Earle stayed at the Hodges Center while Barbara was recovering at the hospital. She had hoped he could continue to live with her once she returned, but it soon became apparent that he needed more care than she was able to give him.

"I sort of dumped him there precipitously - he knew he'd have to go over there eventually, but not tomorrow," she said. "I was told I could come back here with a caregiver, or I could go over to Hodges to recover; I stayed over there for three months. That way, he didn't feel dumped with them; I saw him every day, they brought him to visit me every day, he went with me to therapy every day, we ate lunch together - we were just together over there for the whole three months, and that made it so much easier."

In 2008, Barbara was in a serious car accident and contracted a form of MRSA.

"I came within two antibiotic pills of dying," she said. "I had to wonder why I was allowed to live through that. It would have been just as easy for me to die - I was in the hospital from Aug. 18 to Nov. 2, and I still came home before they were ready for me to come. After I realized how close I came to dying and what that would have meant for Earle, because at the time of the wreck we didn't know about his Alzheimer's, I realized that because he was such a good Christian and so willing to serve God that God knew he would need a partner to help him fulfill all that he could be. I will always firmly believe that is why I didn't die."

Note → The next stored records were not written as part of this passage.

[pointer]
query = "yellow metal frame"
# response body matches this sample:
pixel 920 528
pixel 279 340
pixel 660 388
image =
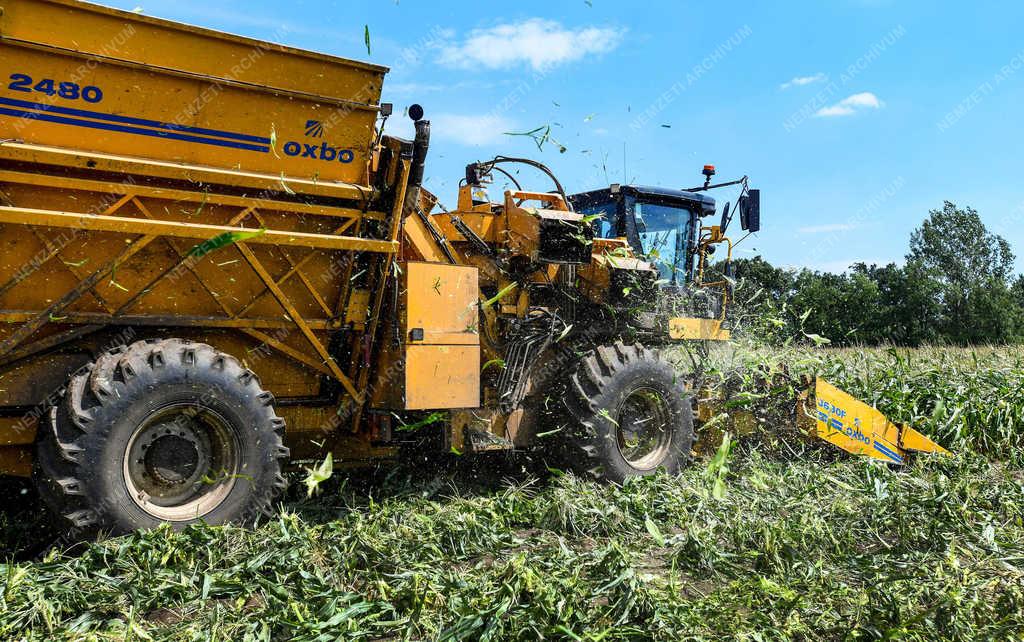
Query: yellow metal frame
pixel 141 231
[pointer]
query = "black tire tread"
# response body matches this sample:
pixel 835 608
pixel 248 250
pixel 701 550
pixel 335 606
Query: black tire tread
pixel 59 461
pixel 593 375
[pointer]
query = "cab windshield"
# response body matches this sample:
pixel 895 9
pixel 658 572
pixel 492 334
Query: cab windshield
pixel 665 233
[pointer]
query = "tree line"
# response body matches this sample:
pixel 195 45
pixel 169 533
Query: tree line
pixel 955 287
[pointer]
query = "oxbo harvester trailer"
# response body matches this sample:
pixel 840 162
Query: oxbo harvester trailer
pixel 215 263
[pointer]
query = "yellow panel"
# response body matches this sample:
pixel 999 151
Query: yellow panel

Barbara describes her husband as charming and bright - so bright that many of his fellow residents at Edgewood Summit didn't know about his Alzheimer's until he left to live at Hodges. His blue eyes are still bright, and he talks with authority, though his speech is sometimes garbled. On the day she goes to visit him, Barbara hasn't been to Hodges in nearly three weeks, after a serious cold kept her away on her doctor's orders.

Sometimes she worries that Earle will forget her. When she sees him, she tells him that it's been "such a long time" since she's seen him.

Earle looks at her and says confidently, "We can fix that."